14

Tak terasa sudah tiga hari mas Ryu pergi, laki-laki yang tak ubahnya seperti salju itu ku dengar akan pulang malam ini.

Karena aku tak akan menyambut kepulangannya, jadi tak ada persiapan apapun dariku.

Duduk di kursi rias, aku menatap bayangan diriku pada cermin. Mencermati lekat-lekat wajah yang sudah ku poles dengan make up, kacamata yang bertengger di atas hidung, serta rambut panjang tergerai yang sudah ku buat semakin lurus.

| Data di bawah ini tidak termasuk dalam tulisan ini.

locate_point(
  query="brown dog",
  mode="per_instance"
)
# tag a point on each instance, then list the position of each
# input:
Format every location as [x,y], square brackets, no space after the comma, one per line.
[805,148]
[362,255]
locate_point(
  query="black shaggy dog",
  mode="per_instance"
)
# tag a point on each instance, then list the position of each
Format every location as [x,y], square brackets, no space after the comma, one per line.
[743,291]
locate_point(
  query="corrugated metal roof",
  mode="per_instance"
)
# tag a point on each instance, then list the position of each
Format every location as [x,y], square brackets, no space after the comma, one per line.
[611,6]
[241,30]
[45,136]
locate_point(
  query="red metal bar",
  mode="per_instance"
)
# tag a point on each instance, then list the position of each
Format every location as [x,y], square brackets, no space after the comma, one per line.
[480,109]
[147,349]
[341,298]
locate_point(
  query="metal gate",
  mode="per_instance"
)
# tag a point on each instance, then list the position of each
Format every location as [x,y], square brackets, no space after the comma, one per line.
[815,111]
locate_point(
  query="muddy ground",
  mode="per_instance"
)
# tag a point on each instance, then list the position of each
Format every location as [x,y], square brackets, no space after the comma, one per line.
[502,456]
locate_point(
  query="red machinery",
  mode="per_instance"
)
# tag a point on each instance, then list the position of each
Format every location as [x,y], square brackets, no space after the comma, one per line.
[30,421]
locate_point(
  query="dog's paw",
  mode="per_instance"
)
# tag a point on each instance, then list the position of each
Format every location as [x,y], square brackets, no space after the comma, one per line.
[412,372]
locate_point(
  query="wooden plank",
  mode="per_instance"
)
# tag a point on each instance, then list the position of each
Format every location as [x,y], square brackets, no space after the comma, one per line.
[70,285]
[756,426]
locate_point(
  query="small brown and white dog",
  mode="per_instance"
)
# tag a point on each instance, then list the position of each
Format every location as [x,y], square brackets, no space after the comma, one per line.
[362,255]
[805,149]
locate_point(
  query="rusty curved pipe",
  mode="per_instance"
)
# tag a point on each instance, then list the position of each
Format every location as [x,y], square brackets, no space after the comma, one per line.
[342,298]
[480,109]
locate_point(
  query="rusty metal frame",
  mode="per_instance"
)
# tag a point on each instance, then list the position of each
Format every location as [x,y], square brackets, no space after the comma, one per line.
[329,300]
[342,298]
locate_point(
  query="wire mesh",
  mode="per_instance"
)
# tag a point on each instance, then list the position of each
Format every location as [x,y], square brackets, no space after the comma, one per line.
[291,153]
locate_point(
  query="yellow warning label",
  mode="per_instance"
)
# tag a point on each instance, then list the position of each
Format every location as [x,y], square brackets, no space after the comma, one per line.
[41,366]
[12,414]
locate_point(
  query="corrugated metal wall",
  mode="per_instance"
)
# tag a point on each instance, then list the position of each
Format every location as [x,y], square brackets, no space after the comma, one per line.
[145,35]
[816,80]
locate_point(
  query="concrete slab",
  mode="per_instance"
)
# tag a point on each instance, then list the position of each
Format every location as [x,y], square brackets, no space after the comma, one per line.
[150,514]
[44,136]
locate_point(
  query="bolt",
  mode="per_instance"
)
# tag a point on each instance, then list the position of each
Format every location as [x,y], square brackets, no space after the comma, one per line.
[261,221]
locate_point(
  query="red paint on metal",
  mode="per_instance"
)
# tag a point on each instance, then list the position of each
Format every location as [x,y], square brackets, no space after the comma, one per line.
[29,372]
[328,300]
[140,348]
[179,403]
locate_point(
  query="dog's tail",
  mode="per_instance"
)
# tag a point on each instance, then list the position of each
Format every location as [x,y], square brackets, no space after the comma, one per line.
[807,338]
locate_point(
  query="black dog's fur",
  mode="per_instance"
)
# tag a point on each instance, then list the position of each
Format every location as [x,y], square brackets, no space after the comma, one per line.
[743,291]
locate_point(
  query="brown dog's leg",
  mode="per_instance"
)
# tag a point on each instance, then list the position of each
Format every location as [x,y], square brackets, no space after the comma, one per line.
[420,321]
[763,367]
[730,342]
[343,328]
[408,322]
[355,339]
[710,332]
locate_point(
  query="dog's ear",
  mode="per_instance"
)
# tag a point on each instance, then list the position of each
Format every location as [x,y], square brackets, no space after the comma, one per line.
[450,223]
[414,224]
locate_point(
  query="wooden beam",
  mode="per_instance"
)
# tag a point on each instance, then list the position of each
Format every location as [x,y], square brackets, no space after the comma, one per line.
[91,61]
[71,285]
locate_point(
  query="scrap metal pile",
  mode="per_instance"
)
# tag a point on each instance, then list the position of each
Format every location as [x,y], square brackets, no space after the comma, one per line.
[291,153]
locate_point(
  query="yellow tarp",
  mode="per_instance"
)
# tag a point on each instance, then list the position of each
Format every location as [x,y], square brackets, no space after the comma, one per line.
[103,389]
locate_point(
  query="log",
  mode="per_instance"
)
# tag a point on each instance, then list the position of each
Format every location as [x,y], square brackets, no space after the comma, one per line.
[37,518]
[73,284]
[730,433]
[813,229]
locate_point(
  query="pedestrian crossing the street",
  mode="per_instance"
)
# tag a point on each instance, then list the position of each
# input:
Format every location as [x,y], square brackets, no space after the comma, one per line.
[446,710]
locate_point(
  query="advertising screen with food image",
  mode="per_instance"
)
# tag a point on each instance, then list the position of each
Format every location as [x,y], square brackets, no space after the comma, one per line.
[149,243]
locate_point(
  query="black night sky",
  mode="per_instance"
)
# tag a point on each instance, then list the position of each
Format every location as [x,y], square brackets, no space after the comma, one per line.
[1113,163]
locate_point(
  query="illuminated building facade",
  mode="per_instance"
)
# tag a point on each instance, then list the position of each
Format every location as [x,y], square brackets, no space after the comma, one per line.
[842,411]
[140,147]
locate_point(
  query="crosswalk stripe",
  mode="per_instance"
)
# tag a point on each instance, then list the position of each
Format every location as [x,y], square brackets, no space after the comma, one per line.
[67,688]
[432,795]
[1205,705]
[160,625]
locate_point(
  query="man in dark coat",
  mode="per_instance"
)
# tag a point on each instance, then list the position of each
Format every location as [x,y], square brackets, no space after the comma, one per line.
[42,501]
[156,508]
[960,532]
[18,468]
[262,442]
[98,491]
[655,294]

Perbedaanya memang nyaris seratus persen, sampai-sampai aku tak mengenali wajahku sendiri. Karena selain melepas hijabku, aku jarang sekali berdandan, jadi ini benar-benar terlihat beda. Seperti bukan aku.

Tidak hanya merubah diri agar terlihat seperti wanita cantik di luar sana, aku juga sudah mempersiapkan ponsel serta nomor baru, sebuah apartemen yang sudah ku sewa dengan harga lima belas juta per bulan pun sudah ku siapkan. Jadi jika mas Ryu ingin bertemu denganku, dia hanya perlu datang ke apartemen.

Tentu saja aku harus merogoh uang banyak demi mendukung penyamaranku supaya mas Ryu nggak curiga, dan supaya penyamaran ini terlihat seratus persen real.

Sementara semua rencana sudah ku susun dan ku atur sedemikian rupa dalam tiga hari ini, tanpa sepengetahuan siapapun termasuk ayah bunda.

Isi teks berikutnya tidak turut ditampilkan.